Your Table Keeps Playing. We Take Notes.
Running a tabletop session is already a full-time job. Scribbling notes, looking up rules mid-fight, remembering which NPC owes whom money, that shouldn't also be on your plate. So we built a Discord bot that sits in your voice channel, listens to the whole session, and hands you back a searchable transcript, live suggestions while you play, and a structured recap when you stop.
Why we built this
Every GM we've talked to describes the same moment at the table. A player asks "wait, didn't the innkeeper say his brother moved to Neverwinter?" and you're suddenly scrolling through last week's notes, or bluffing, or both. Rules questions are worse. Nobody wants to alt-tab out of the fiction for two minutes to find the grappling rules while four people wait.
We already had document search and an AI agent that knows your campaign. But the agent is only useful if you remember to ask it. During an actual session, the GM is too busy being the world to notice they could look something up. What was missing was something that listens on its own and quietly points at the right answer before you finish the question.
The stack, end to end
There are three moving pieces: a transcriber, a suggestions engine, and a note generator. They share the same audio stream but run on different cadences and different models.
Real-time transcription with Mistral Voxtral
The backend exposes a WebSocket endpoint that accepts raw PCM audio (16-bit signed, mono,
16 kHz). Every chunk is forwarded to Voxtral, Mistral's streaming
speech-to-text model (voxtral-mini-transcribe-realtime-2602). Voxtral streams
back four kinds of events: partial word-level deltas, confirmed sentence-level segments
with timestamps, a detected-language signal, and a final done event. Partial deltas arrive
in well under a second, which is the whole point. The AI needs something to react to while
the table is still talking.
The session manager persists segments to the database every two minutes during a live
session, so a three-hour game doesn't depend on the WebSocket surviving for three hours.
When the session ends we also run a pass with the higher-quality batch model
(voxtral-mini-transcribe-2507) on the full audio, chunked into ten-minute
pieces with fifteen-second overlaps and transcribed five chunks at a time. The real-time
transcript is for reactivity; the batch transcript is the one that becomes canon.
Live suggestions with ministral-3b
Every eight seconds, the recent transcript window (about a minute) plus a rolling summary of the session so far is fed to ministral-3b, a small and very fast Mistral model. It returns zero to three JSON suggestions.
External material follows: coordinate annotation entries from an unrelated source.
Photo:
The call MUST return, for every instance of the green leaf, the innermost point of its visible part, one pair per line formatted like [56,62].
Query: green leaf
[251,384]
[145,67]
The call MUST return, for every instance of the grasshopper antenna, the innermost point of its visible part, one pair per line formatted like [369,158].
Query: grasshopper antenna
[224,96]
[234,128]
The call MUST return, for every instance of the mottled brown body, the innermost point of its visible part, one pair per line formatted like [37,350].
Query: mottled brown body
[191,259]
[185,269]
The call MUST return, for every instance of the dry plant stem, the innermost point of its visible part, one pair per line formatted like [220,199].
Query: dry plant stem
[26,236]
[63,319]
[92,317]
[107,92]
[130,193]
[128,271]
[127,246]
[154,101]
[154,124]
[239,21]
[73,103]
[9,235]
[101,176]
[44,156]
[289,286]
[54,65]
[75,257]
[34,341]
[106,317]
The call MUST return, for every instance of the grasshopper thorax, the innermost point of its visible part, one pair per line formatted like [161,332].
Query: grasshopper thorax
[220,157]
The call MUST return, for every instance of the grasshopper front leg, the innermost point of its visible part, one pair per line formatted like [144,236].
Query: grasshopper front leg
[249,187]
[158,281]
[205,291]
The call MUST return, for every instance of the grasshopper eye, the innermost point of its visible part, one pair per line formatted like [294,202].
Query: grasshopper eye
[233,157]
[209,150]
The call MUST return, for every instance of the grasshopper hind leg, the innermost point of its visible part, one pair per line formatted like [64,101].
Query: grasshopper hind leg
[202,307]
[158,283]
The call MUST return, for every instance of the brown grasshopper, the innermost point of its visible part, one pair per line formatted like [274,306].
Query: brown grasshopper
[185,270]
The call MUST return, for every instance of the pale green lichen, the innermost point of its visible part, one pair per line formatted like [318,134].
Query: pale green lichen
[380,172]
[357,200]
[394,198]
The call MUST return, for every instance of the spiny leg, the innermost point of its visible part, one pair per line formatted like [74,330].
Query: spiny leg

Each suggestion is tagged as a question, an entity, or a rule, and shows up in the GM's browser as a clickable card.
- Questions are things the AI thinks the table is about to need answered, like "What's the AC of a bulette?" or "Does the innkeeper know about the heist?"
- Entities are NPCs, locations, or items the agent picked out of the conversation that might be worth pulling up from your campaign documents.
- Rules are rule lookups triggered by phrases like "can I grapple him?" or "what's the save DC?"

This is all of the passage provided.